Repatriate Homelands for Cultural and Subsistence Preservation
Tazlina tribal leadership held a two-day, Vision to Action workshop in 2011 that initiated remediation of the burned school facility brownfield site. After an EPA and Alaska Department of Environmental Conservation-approved clean up of the land, conducted by the Archdiocese of Anchorage in 2014, the Archdiocese wants to sell the land, and has entered into a contract with the Native Village of Tazlina.
Now the Archdiocese of Alaska is offering to sell the property to NVT for $1,800,000.
In the Tribe’s vision, the 462-acre parcel would once again serve as a cultural gathering place for village members, Ahtna Natives, and visitors.

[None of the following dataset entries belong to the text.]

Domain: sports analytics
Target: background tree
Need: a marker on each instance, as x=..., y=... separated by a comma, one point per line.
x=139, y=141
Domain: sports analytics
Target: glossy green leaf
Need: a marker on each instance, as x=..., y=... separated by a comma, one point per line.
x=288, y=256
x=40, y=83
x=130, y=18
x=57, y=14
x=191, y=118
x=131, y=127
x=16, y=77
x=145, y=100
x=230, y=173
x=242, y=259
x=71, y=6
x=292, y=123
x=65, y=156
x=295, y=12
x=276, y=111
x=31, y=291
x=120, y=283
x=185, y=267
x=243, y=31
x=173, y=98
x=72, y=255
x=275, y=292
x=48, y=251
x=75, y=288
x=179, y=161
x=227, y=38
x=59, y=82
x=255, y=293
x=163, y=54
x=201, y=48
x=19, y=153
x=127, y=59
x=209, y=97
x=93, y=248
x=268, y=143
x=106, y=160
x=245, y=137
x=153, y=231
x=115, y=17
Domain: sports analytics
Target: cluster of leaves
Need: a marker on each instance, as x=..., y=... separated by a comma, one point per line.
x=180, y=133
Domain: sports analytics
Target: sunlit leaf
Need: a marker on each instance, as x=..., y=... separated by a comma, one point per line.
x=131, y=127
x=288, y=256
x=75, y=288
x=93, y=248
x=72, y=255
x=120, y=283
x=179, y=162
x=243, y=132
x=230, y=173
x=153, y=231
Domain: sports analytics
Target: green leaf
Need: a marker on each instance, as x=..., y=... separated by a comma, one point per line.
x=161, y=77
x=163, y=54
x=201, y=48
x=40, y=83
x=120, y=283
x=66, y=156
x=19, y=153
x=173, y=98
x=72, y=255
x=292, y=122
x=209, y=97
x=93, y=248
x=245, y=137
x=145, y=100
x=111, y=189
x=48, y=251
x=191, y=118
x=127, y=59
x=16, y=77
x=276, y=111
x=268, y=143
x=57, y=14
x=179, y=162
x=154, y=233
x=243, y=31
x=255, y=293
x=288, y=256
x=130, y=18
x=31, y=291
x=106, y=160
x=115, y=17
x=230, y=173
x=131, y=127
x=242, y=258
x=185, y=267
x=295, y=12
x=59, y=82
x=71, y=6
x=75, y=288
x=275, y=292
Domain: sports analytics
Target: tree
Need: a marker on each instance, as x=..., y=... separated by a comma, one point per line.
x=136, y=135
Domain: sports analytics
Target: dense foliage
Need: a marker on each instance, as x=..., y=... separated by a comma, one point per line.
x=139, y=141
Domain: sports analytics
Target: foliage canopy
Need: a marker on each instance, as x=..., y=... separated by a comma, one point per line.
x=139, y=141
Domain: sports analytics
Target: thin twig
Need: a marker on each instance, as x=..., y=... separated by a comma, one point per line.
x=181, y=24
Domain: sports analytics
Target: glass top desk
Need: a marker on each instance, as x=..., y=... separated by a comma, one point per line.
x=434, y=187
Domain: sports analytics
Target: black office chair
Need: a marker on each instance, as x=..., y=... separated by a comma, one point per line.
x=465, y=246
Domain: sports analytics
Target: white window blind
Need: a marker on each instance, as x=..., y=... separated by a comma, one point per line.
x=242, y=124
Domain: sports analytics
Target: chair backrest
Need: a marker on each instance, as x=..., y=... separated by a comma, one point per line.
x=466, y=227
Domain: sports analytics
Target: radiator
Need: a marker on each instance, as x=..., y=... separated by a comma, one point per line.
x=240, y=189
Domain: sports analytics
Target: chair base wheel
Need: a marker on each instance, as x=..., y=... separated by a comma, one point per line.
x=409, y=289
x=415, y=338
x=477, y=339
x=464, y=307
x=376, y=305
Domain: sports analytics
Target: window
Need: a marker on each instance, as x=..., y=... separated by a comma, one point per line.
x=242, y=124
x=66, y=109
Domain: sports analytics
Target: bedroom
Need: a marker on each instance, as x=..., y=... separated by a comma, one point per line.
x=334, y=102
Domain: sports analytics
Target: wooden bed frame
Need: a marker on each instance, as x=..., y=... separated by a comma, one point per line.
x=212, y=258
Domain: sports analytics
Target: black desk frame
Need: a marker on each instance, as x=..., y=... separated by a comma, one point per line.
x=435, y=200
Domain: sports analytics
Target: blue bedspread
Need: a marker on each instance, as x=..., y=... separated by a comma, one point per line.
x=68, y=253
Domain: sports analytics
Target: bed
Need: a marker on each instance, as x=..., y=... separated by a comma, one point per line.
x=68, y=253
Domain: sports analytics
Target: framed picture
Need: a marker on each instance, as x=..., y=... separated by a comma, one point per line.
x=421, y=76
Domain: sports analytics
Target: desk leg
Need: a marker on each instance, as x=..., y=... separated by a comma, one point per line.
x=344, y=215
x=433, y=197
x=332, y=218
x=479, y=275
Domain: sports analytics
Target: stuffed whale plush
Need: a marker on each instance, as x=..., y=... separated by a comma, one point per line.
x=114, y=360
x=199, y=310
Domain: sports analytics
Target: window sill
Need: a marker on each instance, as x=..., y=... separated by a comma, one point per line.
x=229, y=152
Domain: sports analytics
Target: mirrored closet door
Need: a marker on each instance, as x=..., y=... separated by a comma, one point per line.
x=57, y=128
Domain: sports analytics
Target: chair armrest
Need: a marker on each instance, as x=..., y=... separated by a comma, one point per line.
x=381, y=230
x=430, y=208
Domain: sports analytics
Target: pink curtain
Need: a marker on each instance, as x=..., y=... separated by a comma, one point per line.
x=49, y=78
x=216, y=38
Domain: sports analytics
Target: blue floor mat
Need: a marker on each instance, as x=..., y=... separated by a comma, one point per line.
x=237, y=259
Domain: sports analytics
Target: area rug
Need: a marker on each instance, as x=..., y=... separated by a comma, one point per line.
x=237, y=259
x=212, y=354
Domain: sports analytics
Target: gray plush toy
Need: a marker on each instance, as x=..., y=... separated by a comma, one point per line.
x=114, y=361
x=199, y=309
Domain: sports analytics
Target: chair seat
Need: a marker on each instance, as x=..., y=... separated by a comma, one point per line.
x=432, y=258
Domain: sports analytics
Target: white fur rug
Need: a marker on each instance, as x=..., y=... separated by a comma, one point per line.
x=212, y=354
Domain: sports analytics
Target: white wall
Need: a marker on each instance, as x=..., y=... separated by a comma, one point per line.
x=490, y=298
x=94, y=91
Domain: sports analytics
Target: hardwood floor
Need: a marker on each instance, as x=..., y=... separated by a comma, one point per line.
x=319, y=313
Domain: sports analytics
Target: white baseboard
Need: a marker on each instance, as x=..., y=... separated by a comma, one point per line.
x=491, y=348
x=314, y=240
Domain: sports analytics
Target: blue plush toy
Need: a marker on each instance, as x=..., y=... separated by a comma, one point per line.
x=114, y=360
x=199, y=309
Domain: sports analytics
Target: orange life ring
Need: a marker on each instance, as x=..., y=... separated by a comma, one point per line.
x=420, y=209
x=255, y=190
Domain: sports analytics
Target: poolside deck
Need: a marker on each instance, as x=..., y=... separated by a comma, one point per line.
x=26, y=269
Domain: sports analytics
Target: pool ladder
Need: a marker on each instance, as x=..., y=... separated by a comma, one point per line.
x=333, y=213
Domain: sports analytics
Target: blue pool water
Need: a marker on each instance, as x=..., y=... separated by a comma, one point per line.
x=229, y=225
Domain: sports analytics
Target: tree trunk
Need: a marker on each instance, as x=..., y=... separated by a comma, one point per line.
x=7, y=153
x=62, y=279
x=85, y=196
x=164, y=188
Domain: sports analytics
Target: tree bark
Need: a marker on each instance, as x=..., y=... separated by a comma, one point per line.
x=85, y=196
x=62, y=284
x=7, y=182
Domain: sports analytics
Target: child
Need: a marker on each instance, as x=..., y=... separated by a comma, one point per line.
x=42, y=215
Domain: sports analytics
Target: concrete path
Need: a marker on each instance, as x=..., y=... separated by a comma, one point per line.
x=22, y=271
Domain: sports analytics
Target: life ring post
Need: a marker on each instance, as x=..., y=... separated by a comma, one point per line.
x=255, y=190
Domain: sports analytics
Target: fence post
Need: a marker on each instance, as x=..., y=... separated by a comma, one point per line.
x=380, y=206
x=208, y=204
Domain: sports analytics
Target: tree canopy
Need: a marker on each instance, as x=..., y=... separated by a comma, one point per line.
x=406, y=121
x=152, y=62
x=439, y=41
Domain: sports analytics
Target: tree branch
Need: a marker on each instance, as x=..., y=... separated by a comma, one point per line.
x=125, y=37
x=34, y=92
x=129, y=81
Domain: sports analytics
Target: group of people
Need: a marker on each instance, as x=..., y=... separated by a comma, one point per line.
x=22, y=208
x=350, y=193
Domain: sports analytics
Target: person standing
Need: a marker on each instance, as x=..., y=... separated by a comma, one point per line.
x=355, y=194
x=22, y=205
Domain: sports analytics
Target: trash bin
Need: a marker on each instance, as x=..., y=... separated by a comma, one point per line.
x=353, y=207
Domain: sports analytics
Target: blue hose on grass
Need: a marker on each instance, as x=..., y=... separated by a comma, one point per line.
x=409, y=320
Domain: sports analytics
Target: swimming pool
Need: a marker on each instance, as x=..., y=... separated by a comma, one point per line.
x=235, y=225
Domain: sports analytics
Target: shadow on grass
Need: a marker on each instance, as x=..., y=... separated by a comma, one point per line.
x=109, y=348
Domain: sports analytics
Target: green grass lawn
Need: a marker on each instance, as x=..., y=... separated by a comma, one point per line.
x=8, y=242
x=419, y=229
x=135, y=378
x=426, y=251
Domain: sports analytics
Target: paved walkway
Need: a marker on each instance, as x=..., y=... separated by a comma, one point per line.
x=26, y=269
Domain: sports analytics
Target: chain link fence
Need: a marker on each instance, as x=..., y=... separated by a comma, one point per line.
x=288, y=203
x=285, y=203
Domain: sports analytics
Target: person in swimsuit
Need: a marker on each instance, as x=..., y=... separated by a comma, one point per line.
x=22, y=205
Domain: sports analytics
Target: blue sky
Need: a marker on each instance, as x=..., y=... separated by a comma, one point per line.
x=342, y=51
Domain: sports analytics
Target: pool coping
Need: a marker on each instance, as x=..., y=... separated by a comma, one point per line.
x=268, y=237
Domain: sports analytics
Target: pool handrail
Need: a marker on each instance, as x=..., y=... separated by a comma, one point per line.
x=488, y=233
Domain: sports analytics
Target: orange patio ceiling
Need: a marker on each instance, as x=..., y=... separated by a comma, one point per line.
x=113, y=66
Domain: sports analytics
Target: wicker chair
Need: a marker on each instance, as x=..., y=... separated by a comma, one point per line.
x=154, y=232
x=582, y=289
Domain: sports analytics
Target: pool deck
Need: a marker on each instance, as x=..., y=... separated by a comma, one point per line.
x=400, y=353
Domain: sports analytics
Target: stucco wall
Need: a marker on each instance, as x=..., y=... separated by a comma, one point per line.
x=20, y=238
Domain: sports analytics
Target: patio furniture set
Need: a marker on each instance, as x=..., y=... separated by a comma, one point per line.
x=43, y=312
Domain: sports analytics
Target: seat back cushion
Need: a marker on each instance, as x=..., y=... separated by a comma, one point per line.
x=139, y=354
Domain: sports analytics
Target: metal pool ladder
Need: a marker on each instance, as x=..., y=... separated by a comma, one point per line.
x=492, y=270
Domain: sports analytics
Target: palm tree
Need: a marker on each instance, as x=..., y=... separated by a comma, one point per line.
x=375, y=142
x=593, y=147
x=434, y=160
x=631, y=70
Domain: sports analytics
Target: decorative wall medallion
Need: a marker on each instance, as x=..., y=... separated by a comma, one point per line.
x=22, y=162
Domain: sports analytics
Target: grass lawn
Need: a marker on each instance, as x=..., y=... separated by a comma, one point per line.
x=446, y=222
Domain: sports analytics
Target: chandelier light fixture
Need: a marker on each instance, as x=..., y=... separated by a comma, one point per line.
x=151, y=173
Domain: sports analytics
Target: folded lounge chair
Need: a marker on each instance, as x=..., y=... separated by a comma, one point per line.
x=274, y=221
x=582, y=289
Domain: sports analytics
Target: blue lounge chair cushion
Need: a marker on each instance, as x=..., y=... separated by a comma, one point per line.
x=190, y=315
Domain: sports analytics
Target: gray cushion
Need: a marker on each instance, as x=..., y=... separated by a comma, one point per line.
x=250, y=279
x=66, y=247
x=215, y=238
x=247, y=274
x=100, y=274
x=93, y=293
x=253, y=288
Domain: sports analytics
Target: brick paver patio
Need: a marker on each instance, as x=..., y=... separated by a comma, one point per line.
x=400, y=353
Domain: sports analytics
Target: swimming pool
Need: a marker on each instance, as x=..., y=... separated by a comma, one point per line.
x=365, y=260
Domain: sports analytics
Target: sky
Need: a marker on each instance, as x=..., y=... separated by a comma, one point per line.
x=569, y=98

The property will host subsistence use fish wheels (and contribute to fisheries research), a community garden, a green-energy community hall and cultural center, a tribal college, and a church hall. A conservation easement will be added to a portion of the river shoreline land, protecting subsistence fish wheel sites in perpetuity.
A plan to purchase tribal homelands.
The Native Village of Tazlina (NVT) has undertaken a capital campaign so that it can purchase its tribal homelands from the Archdiocese of Alaska. Other prospective funders include large private foundations ($600,000 combined), Native entities in Alaska and in the lower 48, individual donors, and the Great Land Trust which is working as a partner to craft a conservation easement.
Help Tazlina today – time is running out.
Under the terms of a contracted executed with the Archdiocese of Alaska, the Village has until fall, 2022 to purchase its homelands.
If the Village is unable to raise the funds to meet the Church’s asking price, the Church has indicated it will sell the land on the open market. With valuable riverfront property being part of the parcel, it’s hard to see how this land would remain undeveloped, and not be lost to the tribe forever.